Posted on 2019-01-12
In 2015 I changed responsibilities at The Gathering, moving from practical challenges to technical, and I quickly got responsibility for the network management system used. Over time, it transformed from a handful of hacky perl-scripts to a pretty serious project, now named Gondul.
But I'm getting ahead of myself. Before we can talk about Gondul, I need to explain The Gathering a little bit.
The Gathering is a yearly computer party arranged in Hamar Olympic Arena, better known as Vikingskipet. It attracts 5000 participants every easter, participants. It can look something like this....
Most of the participants are in the aged 14 to 20-something, with some outliers in either direction. They arrive on a Wednesday, with computers, gaming consoles, home-made shelfs, hopes and dreams. A few days later, on Sunday, they leave with what I hope is a great experience behind them.
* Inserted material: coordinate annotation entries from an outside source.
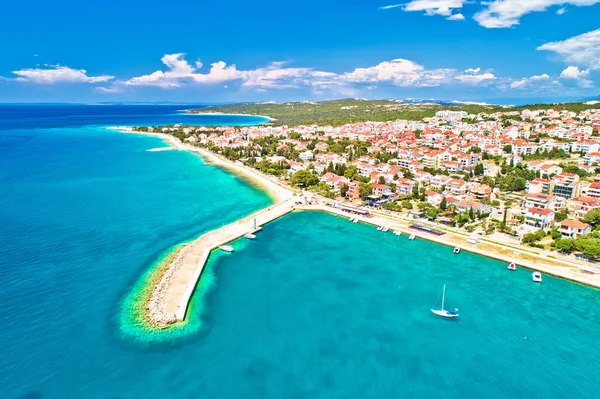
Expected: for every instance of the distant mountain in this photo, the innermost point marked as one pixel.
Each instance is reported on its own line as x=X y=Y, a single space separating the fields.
x=434 y=101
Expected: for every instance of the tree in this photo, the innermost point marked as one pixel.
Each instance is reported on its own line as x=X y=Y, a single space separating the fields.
x=304 y=178
x=350 y=172
x=479 y=169
x=432 y=213
x=562 y=215
x=592 y=217
x=443 y=204
x=344 y=190
x=365 y=190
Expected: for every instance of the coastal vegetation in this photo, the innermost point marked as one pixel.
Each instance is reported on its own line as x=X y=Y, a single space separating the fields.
x=340 y=112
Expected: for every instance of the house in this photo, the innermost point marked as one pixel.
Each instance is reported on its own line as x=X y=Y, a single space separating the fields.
x=404 y=186
x=540 y=185
x=592 y=158
x=491 y=170
x=481 y=191
x=306 y=155
x=381 y=189
x=594 y=190
x=566 y=185
x=353 y=190
x=574 y=228
x=438 y=182
x=334 y=181
x=582 y=205
x=433 y=197
x=457 y=187
x=539 y=201
x=539 y=217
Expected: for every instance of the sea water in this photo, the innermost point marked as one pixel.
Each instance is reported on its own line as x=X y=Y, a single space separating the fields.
x=314 y=307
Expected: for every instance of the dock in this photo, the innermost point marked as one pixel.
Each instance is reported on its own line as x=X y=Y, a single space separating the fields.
x=171 y=296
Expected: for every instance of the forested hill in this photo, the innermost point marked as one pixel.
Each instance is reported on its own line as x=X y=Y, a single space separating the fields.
x=339 y=112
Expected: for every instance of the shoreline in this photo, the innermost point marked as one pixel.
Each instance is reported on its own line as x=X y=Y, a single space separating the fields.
x=274 y=190
x=280 y=193
x=528 y=260
x=223 y=113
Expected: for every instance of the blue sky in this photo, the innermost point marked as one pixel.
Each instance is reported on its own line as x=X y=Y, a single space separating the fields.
x=511 y=50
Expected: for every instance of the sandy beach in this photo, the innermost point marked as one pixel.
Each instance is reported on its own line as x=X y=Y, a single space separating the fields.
x=170 y=297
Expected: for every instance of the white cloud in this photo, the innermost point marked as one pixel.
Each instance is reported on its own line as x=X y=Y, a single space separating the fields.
x=399 y=72
x=277 y=75
x=475 y=78
x=456 y=17
x=573 y=72
x=580 y=50
x=180 y=71
x=107 y=90
x=52 y=74
x=523 y=83
x=390 y=6
x=507 y=13
x=577 y=76
x=435 y=7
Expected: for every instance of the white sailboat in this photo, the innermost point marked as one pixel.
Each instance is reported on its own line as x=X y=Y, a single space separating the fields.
x=442 y=312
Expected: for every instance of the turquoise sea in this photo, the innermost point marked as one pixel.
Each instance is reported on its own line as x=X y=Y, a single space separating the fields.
x=316 y=307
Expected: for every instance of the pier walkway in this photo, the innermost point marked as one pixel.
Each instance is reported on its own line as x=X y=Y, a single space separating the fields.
x=170 y=298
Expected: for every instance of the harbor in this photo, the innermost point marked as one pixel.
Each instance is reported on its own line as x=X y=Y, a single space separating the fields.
x=170 y=297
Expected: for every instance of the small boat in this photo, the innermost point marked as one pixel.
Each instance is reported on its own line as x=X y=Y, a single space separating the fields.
x=226 y=248
x=442 y=312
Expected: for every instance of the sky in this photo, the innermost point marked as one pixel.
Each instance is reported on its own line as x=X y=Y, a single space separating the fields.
x=231 y=51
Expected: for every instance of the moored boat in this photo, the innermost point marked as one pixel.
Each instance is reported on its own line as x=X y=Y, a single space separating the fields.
x=443 y=312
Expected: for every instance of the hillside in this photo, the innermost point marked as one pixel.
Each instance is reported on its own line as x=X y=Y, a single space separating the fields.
x=339 y=112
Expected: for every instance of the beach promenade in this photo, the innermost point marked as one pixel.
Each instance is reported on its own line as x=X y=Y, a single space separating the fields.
x=171 y=296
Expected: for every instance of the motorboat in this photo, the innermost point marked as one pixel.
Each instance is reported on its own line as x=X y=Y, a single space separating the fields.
x=226 y=248
x=443 y=312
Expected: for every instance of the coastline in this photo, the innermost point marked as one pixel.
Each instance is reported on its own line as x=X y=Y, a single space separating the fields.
x=269 y=119
x=280 y=192
x=274 y=190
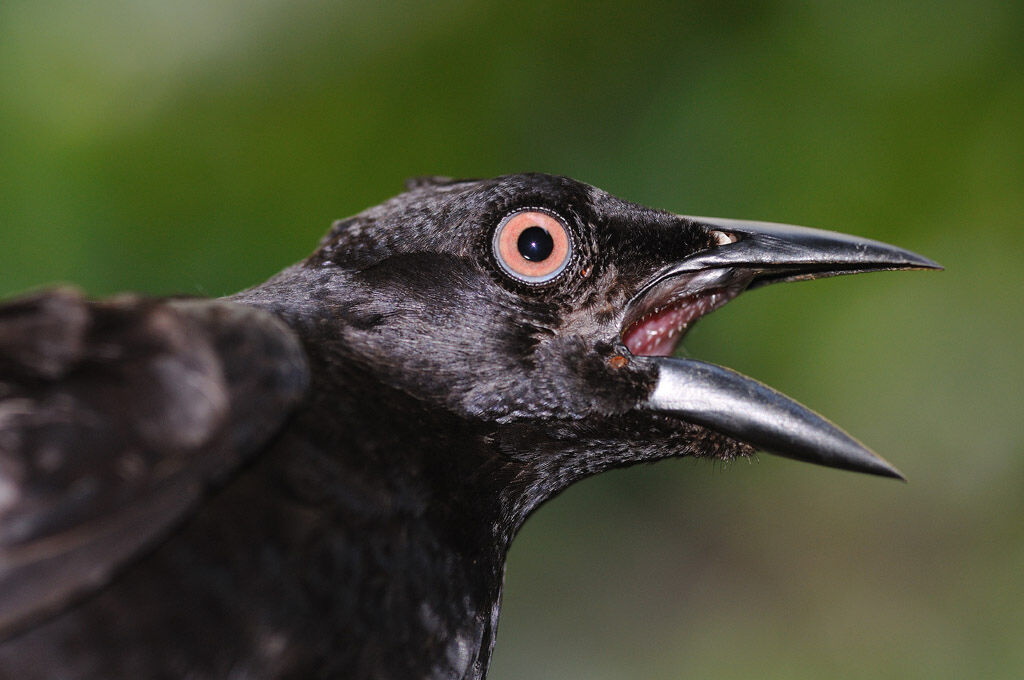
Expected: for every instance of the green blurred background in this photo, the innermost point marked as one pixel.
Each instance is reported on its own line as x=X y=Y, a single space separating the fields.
x=199 y=146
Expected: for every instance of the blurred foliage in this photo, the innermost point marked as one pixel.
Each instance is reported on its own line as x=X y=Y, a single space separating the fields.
x=199 y=146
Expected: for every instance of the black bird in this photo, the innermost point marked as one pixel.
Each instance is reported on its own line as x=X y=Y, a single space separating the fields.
x=320 y=477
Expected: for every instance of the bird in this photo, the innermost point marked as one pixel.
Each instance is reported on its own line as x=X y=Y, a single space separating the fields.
x=321 y=476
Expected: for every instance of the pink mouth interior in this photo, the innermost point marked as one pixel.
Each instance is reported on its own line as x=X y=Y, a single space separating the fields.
x=659 y=332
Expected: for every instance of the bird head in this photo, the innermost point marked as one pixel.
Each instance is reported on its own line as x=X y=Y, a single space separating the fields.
x=548 y=310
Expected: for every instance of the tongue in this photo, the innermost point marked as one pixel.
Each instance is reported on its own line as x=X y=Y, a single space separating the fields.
x=658 y=334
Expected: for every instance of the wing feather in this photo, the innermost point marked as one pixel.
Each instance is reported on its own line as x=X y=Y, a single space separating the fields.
x=116 y=417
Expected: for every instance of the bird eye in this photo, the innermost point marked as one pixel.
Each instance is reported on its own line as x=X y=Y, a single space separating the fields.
x=532 y=246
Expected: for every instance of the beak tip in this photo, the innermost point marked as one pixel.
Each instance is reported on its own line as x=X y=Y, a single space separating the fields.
x=922 y=262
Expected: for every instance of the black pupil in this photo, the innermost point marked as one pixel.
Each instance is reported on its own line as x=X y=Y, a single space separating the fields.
x=536 y=244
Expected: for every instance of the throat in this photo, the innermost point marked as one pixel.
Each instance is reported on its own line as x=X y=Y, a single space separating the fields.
x=658 y=332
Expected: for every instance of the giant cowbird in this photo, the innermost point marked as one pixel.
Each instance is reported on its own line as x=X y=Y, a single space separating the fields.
x=321 y=476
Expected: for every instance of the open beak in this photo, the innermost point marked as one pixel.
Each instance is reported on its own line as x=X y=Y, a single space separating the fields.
x=750 y=255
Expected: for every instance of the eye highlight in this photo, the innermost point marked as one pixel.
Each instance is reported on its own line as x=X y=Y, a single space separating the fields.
x=532 y=246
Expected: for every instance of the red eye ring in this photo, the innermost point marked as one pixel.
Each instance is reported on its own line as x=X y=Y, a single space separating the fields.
x=547 y=260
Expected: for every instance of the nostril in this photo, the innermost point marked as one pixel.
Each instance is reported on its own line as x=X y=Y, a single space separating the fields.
x=723 y=238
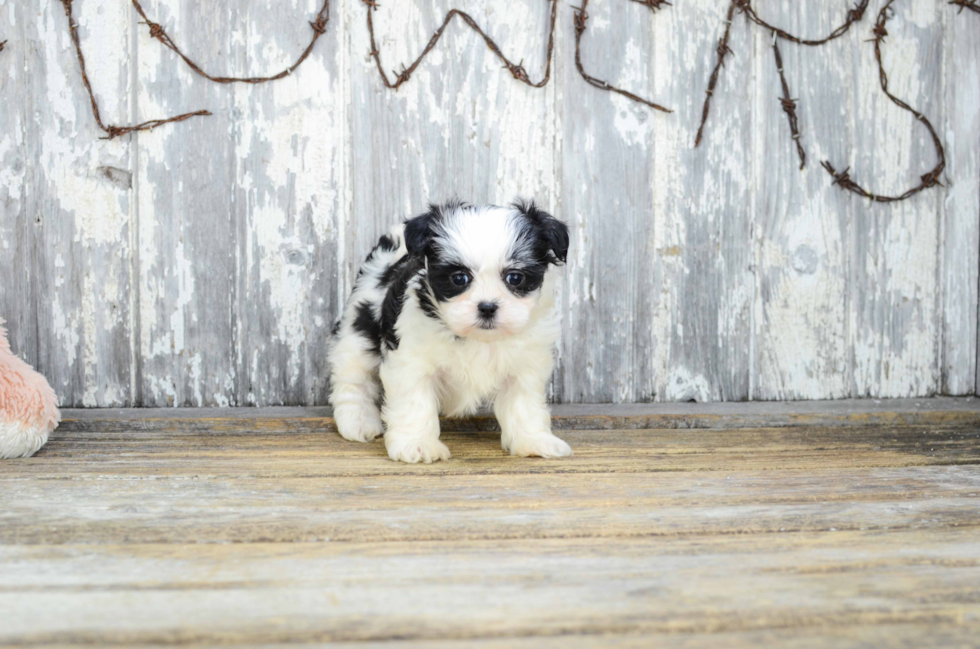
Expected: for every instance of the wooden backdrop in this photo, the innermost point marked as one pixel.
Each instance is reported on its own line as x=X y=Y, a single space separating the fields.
x=203 y=263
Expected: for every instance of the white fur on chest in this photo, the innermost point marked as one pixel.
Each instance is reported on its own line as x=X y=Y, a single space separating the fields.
x=468 y=373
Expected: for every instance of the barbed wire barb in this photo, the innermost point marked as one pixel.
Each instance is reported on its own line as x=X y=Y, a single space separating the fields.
x=112 y=131
x=928 y=179
x=581 y=18
x=516 y=69
x=788 y=103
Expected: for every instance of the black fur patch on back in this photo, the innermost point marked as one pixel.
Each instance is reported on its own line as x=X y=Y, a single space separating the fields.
x=391 y=272
x=365 y=324
x=405 y=269
x=426 y=302
x=387 y=243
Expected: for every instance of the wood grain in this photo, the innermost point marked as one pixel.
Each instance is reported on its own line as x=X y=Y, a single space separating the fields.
x=202 y=264
x=212 y=534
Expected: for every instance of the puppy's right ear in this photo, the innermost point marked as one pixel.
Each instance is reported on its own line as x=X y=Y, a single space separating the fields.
x=419 y=231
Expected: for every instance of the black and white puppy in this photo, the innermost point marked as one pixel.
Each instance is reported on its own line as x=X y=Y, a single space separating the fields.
x=451 y=310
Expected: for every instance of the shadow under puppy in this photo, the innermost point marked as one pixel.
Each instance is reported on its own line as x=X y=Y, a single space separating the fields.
x=450 y=310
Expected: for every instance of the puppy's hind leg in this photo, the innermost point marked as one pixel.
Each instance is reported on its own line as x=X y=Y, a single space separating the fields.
x=355 y=388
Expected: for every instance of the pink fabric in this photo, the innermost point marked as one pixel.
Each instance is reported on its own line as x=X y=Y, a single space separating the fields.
x=25 y=395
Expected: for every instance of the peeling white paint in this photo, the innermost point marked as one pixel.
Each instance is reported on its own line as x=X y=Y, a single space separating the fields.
x=693 y=273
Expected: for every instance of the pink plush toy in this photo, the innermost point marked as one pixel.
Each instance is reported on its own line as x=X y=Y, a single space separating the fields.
x=28 y=407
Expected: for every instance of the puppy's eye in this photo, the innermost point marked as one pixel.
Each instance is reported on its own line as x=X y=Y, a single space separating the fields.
x=514 y=279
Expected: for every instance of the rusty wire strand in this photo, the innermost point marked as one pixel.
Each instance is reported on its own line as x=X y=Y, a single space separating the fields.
x=652 y=4
x=158 y=32
x=722 y=50
x=972 y=5
x=788 y=103
x=516 y=69
x=854 y=15
x=928 y=179
x=111 y=130
x=581 y=18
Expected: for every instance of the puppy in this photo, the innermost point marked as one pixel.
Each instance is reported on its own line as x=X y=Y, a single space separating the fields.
x=451 y=310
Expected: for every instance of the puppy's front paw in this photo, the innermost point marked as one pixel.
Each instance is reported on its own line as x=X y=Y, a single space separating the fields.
x=538 y=445
x=414 y=449
x=358 y=423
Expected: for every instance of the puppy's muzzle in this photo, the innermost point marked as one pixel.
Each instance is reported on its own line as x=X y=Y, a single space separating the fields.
x=487 y=311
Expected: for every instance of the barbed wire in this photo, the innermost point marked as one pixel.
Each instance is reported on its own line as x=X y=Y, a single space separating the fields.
x=158 y=32
x=111 y=130
x=744 y=6
x=972 y=5
x=516 y=69
x=928 y=179
x=581 y=18
x=722 y=50
x=788 y=103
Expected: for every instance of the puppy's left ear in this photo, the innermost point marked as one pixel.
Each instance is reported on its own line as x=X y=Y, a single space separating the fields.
x=552 y=232
x=418 y=231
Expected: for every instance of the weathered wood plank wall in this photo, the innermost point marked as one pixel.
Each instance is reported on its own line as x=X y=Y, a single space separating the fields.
x=202 y=263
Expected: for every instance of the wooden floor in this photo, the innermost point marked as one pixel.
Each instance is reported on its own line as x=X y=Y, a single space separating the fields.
x=842 y=524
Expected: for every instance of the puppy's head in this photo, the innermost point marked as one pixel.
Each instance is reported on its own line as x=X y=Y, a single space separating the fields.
x=486 y=264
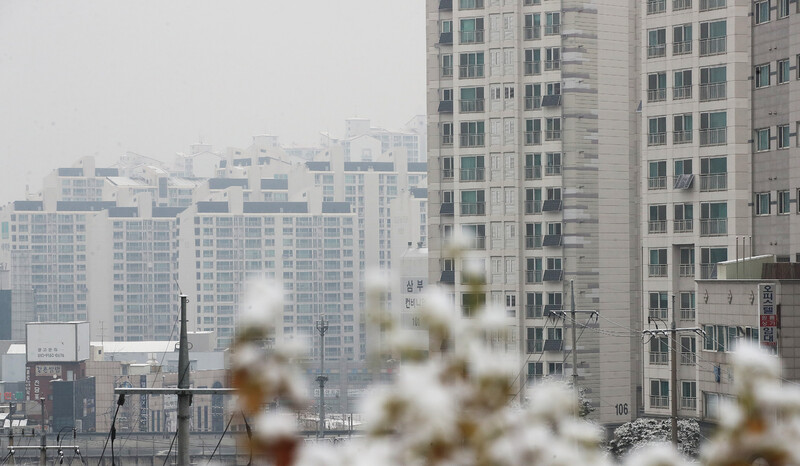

Calling this a computer party is somewhat missleading today. It's closer to a festival. For the norwegian crowd, I like to explain it as "Norway Cup, but with computers". Sure, gaming or computers or cosplay or whatnot might be the backdrop, but it's really about the social stuff, exploring, staying up late, being away from home, etc. I'll spare you further details of advocacy for now...
Except it's all made possible by volunteers. More specifically, about 400 of them.
And since all of the participants and all of the volunteers (the crew) bring a ton of network-connected equipment, we need a network. So out of the 400 or so volunteers, about 30 of us work with the network.
The "Tech" crew is split in two roughly equal-size groups. We've got Tech:Support and Tech:Net.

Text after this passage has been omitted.